On the opposing end of the spectrum, 53 percent of Europeans are wary of taking medication to improve their quality of sleep, led by Kazakhstan (69 percent) and the Netherlands (61 percent) and Austria (60 percent), who sleep well enough as is, and the Czech Republic (61 percent). Reasons against the use of medical sleeping aids include a fear of addiction (19 percent), which is most pronounced in the Czech Republic (25 percent) and Kazakhstan (24 percent). The anticipation of unwanted side effects hinders 13 percent of Europeans from taking sleeping pills. The idea of shopping for such products makes people in Austria (22 percent) and Belgium (18 percent) feel especially uncomfortable (European average 12 percent).
CBD-based products most popular among European youth
Interest in sleeping aids that draw on the effects of CBD, a calming ingredient extracted from the leaves of the female hemp plant, strongly correlates with age.

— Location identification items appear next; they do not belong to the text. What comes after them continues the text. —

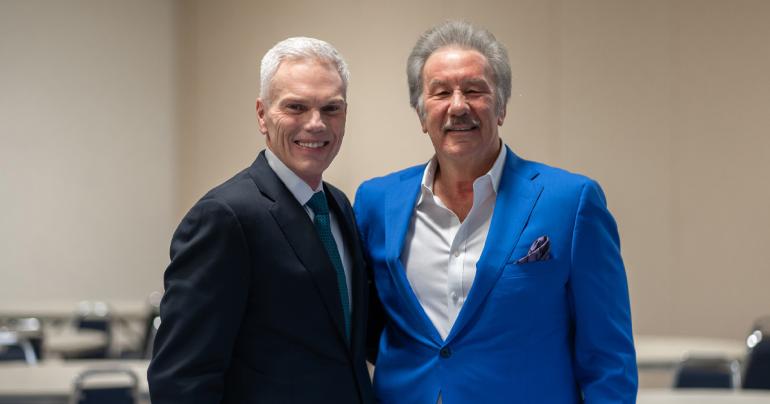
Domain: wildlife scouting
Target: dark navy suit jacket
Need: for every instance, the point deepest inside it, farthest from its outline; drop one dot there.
(251, 311)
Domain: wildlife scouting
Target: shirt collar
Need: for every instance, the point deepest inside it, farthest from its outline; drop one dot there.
(299, 188)
(492, 176)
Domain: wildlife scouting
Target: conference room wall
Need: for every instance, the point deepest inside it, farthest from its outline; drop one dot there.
(88, 166)
(666, 103)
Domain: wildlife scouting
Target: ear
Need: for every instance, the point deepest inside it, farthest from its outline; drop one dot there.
(261, 111)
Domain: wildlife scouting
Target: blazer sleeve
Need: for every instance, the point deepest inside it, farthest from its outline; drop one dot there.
(605, 359)
(206, 287)
(376, 315)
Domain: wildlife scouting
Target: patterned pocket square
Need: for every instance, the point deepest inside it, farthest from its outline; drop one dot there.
(539, 251)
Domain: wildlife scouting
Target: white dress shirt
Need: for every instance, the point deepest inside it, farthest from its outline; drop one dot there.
(440, 252)
(302, 192)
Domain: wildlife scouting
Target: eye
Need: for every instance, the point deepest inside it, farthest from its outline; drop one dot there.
(294, 107)
(331, 108)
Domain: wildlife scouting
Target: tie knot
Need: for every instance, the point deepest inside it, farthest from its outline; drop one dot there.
(318, 203)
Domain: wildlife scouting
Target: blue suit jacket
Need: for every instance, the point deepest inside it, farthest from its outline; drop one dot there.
(554, 331)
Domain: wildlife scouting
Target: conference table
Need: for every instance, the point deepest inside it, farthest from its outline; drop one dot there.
(666, 352)
(702, 396)
(67, 309)
(51, 381)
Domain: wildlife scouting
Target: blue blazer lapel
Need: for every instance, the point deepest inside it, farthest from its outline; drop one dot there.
(517, 195)
(399, 208)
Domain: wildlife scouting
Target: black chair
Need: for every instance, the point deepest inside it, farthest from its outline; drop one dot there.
(143, 347)
(13, 347)
(113, 391)
(94, 315)
(756, 371)
(707, 373)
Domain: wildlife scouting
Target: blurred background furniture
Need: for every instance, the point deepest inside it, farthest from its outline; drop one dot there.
(667, 352)
(708, 372)
(93, 315)
(51, 381)
(756, 370)
(104, 386)
(14, 347)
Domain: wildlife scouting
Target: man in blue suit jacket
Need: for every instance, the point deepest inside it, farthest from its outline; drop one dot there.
(501, 279)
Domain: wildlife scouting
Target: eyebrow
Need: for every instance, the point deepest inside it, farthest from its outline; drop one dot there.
(302, 100)
(471, 81)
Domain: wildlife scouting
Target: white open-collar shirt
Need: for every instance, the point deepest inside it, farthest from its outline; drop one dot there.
(302, 192)
(440, 252)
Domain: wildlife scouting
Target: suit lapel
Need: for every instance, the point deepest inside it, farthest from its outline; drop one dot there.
(399, 208)
(301, 235)
(358, 288)
(517, 196)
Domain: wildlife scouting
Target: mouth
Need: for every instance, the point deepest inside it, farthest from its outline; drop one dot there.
(310, 145)
(460, 128)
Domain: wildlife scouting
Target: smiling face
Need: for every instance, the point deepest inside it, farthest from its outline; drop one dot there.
(460, 114)
(304, 120)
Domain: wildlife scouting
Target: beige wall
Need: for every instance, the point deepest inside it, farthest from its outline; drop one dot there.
(87, 148)
(666, 103)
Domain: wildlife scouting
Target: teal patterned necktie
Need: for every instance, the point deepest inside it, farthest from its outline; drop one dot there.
(322, 225)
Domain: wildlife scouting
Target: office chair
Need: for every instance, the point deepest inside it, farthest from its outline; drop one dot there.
(94, 315)
(707, 372)
(143, 347)
(87, 390)
(28, 328)
(16, 348)
(756, 371)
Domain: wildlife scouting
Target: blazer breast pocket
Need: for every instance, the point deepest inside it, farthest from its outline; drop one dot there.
(529, 269)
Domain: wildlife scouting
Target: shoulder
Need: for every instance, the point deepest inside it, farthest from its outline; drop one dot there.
(556, 181)
(377, 186)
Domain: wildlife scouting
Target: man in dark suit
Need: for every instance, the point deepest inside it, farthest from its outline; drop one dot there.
(266, 295)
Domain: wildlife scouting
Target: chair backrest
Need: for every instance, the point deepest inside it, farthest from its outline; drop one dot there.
(94, 315)
(707, 372)
(123, 391)
(756, 370)
(16, 348)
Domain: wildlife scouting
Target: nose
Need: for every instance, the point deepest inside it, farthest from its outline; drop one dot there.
(458, 105)
(315, 123)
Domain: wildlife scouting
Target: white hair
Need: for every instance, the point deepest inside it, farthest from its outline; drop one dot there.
(463, 35)
(299, 48)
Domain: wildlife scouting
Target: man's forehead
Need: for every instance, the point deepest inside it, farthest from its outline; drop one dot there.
(448, 63)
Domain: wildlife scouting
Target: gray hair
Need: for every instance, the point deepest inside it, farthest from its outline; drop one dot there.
(463, 35)
(298, 48)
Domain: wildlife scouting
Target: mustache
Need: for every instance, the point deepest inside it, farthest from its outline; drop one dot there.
(464, 121)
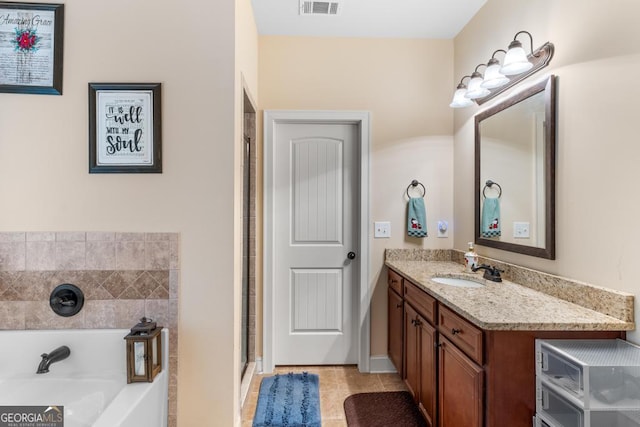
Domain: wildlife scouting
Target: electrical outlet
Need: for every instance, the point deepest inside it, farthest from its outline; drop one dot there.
(382, 229)
(443, 228)
(520, 230)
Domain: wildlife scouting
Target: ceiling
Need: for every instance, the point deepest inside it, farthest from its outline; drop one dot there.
(432, 19)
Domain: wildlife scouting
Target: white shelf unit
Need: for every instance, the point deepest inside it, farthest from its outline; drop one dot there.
(587, 383)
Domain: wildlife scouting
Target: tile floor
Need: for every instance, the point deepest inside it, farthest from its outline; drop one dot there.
(336, 384)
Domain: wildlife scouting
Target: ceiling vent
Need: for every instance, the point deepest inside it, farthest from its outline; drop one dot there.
(318, 7)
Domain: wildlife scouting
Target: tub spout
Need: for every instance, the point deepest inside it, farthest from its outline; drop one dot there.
(56, 355)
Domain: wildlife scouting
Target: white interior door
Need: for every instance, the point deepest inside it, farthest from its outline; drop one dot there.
(315, 228)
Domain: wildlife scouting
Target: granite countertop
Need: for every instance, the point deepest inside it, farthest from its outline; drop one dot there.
(504, 305)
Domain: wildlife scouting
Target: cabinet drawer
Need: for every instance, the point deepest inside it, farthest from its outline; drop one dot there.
(394, 281)
(462, 333)
(421, 301)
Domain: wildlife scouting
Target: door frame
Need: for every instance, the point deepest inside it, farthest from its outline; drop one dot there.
(363, 298)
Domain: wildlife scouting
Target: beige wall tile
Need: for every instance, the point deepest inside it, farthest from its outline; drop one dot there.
(41, 237)
(130, 255)
(156, 237)
(174, 248)
(100, 236)
(12, 314)
(173, 314)
(40, 255)
(174, 281)
(113, 313)
(39, 315)
(101, 255)
(12, 256)
(33, 286)
(12, 237)
(128, 237)
(70, 255)
(158, 310)
(71, 236)
(157, 255)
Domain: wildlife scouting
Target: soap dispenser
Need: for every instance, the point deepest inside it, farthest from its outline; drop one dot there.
(470, 259)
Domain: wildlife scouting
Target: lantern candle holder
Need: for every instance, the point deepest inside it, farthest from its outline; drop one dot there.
(144, 351)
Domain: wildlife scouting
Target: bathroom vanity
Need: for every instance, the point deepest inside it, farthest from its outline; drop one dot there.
(467, 354)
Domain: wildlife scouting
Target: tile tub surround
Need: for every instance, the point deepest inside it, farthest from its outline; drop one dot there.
(525, 300)
(124, 276)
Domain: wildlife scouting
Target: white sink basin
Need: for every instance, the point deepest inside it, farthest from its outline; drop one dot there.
(455, 281)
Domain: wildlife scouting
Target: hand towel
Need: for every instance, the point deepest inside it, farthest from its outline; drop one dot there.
(416, 218)
(490, 224)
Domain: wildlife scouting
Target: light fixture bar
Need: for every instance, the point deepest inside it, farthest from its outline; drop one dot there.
(540, 58)
(498, 78)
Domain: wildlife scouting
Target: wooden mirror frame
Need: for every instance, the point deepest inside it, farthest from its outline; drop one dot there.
(548, 87)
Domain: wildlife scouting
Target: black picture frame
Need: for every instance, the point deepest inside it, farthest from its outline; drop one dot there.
(31, 55)
(125, 129)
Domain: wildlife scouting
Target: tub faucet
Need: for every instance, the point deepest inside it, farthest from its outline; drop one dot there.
(490, 273)
(56, 355)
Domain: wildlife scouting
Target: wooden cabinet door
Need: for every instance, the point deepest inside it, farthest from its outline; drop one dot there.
(396, 328)
(411, 373)
(460, 388)
(427, 384)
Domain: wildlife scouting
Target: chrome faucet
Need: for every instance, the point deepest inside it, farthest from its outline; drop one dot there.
(56, 355)
(490, 273)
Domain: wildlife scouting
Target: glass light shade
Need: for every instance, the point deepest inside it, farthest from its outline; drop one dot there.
(459, 100)
(515, 61)
(493, 78)
(475, 90)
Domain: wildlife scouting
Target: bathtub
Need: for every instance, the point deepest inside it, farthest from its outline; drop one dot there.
(91, 383)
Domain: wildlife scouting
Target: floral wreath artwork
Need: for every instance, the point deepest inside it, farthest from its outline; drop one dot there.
(26, 40)
(31, 47)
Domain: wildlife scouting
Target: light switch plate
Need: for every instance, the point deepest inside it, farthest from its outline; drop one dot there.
(443, 228)
(382, 229)
(520, 230)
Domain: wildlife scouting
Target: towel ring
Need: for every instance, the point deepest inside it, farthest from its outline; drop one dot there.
(415, 183)
(490, 184)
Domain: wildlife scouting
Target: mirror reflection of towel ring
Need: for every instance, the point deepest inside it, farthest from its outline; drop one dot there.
(490, 184)
(414, 184)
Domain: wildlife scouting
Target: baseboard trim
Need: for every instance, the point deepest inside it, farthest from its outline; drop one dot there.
(380, 365)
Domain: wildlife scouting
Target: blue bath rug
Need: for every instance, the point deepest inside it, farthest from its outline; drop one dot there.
(291, 400)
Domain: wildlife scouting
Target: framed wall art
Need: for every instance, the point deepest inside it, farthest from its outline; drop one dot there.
(31, 42)
(125, 133)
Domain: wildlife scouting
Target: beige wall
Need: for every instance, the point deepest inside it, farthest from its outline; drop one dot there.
(44, 184)
(597, 55)
(405, 84)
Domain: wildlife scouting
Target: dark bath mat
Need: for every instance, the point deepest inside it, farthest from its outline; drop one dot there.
(384, 409)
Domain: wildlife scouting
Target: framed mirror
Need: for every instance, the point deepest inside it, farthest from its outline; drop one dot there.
(515, 145)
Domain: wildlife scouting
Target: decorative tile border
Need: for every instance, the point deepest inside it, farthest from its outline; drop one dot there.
(124, 276)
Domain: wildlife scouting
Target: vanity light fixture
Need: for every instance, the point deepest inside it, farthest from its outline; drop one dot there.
(459, 100)
(475, 89)
(493, 78)
(516, 61)
(517, 66)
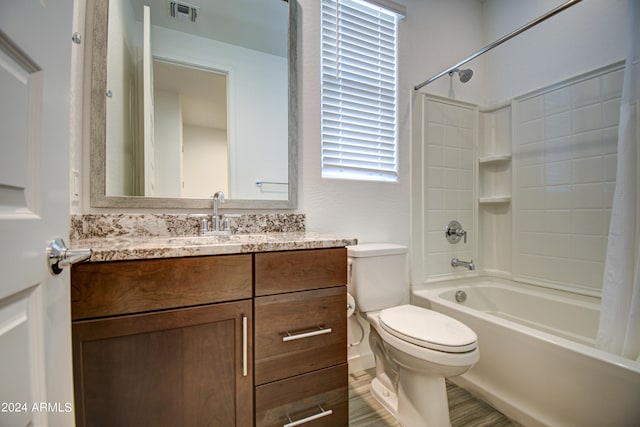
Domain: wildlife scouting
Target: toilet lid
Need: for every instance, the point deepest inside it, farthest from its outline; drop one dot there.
(428, 328)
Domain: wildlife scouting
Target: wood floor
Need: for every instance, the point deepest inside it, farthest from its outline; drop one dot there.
(464, 409)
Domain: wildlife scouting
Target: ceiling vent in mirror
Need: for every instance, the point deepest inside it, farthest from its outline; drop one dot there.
(183, 11)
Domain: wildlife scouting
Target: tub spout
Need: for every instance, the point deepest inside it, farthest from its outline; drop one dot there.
(455, 262)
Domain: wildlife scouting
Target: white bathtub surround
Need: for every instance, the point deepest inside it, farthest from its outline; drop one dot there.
(619, 330)
(538, 364)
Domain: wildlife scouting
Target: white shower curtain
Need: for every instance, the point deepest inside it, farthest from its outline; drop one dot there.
(619, 330)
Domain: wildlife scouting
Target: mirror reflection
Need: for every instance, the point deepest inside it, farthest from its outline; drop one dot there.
(197, 99)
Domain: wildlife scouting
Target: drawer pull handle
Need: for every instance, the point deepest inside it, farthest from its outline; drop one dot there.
(310, 418)
(319, 331)
(245, 357)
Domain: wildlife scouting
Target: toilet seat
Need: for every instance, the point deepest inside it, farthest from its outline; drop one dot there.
(428, 329)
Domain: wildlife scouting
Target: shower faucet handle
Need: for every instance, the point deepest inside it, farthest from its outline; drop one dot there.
(454, 231)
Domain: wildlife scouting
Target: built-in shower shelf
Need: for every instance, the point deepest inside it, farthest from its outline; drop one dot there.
(495, 199)
(495, 158)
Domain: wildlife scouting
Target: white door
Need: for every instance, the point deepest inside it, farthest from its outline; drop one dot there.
(35, 326)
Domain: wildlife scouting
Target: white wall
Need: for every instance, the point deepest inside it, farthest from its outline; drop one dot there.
(204, 161)
(586, 36)
(168, 143)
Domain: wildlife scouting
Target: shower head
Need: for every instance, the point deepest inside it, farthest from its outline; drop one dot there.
(465, 75)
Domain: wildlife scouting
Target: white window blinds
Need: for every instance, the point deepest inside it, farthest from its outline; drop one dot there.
(359, 123)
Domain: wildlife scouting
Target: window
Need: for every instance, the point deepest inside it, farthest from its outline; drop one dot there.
(359, 90)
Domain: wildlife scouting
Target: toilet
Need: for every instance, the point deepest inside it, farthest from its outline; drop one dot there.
(415, 349)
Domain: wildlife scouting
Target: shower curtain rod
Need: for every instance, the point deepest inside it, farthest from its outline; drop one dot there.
(499, 41)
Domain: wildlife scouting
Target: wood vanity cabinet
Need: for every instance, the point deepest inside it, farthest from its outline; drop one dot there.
(300, 338)
(164, 342)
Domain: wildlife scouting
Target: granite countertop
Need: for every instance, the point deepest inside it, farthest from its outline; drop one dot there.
(145, 247)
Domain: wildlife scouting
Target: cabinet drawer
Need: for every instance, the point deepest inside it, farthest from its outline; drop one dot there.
(182, 367)
(278, 272)
(305, 397)
(126, 287)
(292, 332)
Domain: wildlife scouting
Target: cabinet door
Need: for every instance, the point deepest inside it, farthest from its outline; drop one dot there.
(184, 367)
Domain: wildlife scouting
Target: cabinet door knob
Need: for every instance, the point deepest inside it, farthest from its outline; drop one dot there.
(59, 256)
(319, 331)
(310, 418)
(244, 346)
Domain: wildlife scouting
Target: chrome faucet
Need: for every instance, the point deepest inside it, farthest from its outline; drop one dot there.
(455, 262)
(217, 198)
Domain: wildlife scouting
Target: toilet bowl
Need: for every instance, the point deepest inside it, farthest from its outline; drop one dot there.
(415, 349)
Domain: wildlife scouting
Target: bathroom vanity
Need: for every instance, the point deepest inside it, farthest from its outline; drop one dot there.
(243, 331)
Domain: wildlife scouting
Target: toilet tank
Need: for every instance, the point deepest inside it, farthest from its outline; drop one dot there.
(378, 275)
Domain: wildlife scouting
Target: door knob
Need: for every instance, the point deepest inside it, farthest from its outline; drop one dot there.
(59, 256)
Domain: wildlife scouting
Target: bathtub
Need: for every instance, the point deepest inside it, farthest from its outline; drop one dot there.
(538, 364)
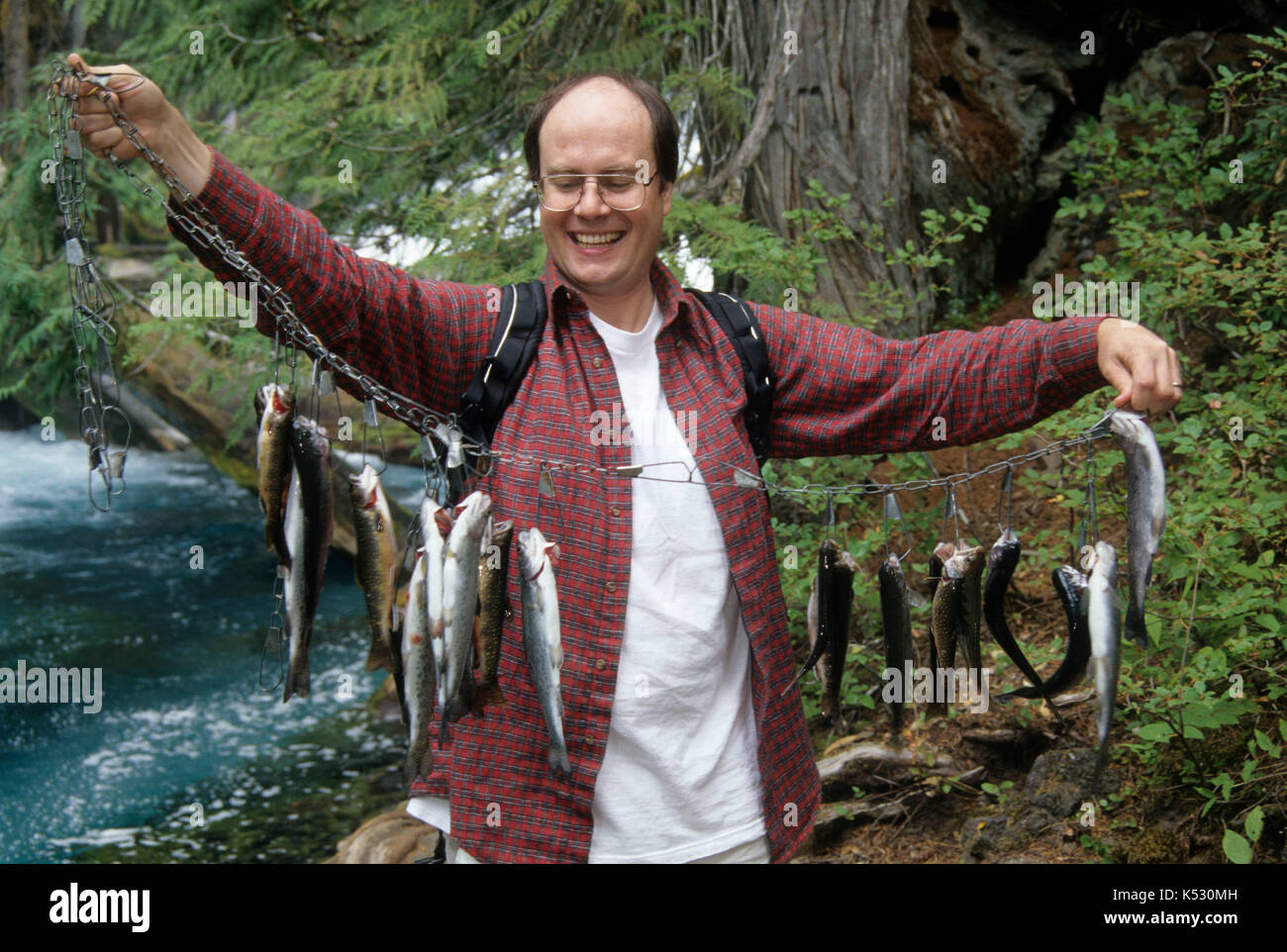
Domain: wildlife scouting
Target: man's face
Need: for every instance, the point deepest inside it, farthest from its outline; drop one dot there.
(600, 128)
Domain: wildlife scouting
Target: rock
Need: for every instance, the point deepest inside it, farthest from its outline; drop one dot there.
(1153, 845)
(394, 836)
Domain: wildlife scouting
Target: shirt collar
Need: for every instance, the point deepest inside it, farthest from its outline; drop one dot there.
(670, 297)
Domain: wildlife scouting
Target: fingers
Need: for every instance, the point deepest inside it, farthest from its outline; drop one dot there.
(1140, 365)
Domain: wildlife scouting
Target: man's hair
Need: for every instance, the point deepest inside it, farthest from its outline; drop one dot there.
(665, 130)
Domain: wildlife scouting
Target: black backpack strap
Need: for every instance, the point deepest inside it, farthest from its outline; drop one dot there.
(514, 345)
(742, 330)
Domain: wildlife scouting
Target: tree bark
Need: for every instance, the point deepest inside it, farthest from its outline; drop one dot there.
(840, 116)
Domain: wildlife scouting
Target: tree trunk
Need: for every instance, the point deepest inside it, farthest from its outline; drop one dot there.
(840, 116)
(14, 16)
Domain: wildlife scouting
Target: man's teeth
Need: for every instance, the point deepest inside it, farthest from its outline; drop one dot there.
(597, 238)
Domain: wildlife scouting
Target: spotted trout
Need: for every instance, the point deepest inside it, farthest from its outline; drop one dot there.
(1002, 561)
(838, 604)
(275, 407)
(420, 673)
(308, 534)
(1069, 586)
(1105, 620)
(493, 612)
(1145, 511)
(541, 637)
(459, 599)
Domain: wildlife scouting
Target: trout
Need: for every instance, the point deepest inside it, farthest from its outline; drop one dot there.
(308, 532)
(541, 637)
(420, 672)
(459, 599)
(1145, 511)
(896, 625)
(493, 612)
(1069, 586)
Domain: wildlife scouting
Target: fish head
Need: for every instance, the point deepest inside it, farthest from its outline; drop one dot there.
(364, 488)
(474, 513)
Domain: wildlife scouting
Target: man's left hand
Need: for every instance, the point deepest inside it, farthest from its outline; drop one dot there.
(1140, 364)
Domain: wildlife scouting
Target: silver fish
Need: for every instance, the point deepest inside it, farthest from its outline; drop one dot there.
(1145, 511)
(420, 672)
(433, 523)
(459, 599)
(541, 637)
(1105, 620)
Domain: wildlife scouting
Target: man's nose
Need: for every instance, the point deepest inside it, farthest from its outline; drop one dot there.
(591, 204)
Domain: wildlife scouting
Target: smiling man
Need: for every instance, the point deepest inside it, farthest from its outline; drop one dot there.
(685, 744)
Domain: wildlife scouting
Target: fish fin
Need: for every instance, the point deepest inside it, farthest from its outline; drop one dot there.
(297, 680)
(1136, 628)
(558, 762)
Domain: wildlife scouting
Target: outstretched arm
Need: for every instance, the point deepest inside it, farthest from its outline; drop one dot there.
(420, 338)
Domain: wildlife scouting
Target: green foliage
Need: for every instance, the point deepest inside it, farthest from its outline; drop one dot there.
(1210, 252)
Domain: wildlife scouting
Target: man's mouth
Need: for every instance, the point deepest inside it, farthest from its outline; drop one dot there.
(596, 239)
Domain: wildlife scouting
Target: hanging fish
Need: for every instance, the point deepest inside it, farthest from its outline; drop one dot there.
(1002, 561)
(1105, 620)
(819, 606)
(1069, 586)
(420, 672)
(275, 410)
(896, 624)
(541, 637)
(966, 564)
(308, 532)
(832, 667)
(1145, 510)
(493, 610)
(376, 565)
(944, 609)
(459, 600)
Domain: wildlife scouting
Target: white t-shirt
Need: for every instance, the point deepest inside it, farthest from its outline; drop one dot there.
(680, 779)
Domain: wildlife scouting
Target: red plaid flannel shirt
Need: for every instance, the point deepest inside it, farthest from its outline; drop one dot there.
(837, 390)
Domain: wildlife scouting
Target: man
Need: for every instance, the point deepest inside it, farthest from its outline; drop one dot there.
(676, 648)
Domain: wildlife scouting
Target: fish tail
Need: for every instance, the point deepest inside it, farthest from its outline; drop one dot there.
(485, 695)
(297, 678)
(1136, 625)
(377, 656)
(420, 759)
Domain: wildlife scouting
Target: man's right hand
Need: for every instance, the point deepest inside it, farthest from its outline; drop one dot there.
(157, 121)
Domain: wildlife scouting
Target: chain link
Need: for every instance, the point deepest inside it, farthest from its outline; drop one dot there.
(188, 213)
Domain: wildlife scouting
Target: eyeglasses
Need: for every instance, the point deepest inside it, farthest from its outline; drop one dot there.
(618, 192)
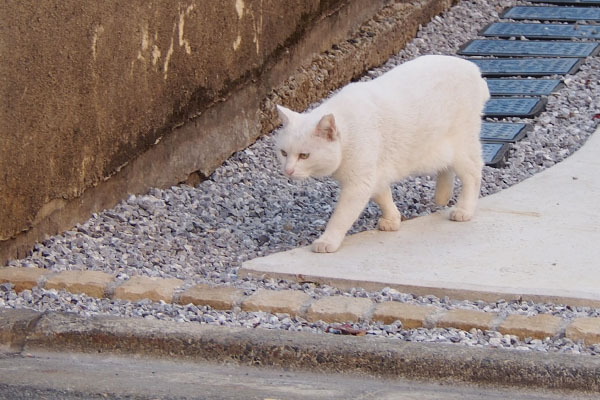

Among Europeans above the age of 55, only 42 percent say they can imagine availing themselves of sleeping aids that contain CBD. For 18 to 34-year-olds, this figure stands at 55 percent. As with regular sleeping aids, fear of addiction is the most common reason (13 percent) people remain wary of CBD-based products to improve their sleep.
STADA Health Report 2022: Representative online study by InSites Consulting on behalf of STADA.
Research time frame: March through April 2022.
Sample: Around 2,000 respondents each from Austria, Belgium, the Czech Republic, France, Germany, Italy, Kazakhstan, the Netherlands, Poland, Portugal, Romania, Serbia, Spain, Switzerland and the United Kingdom.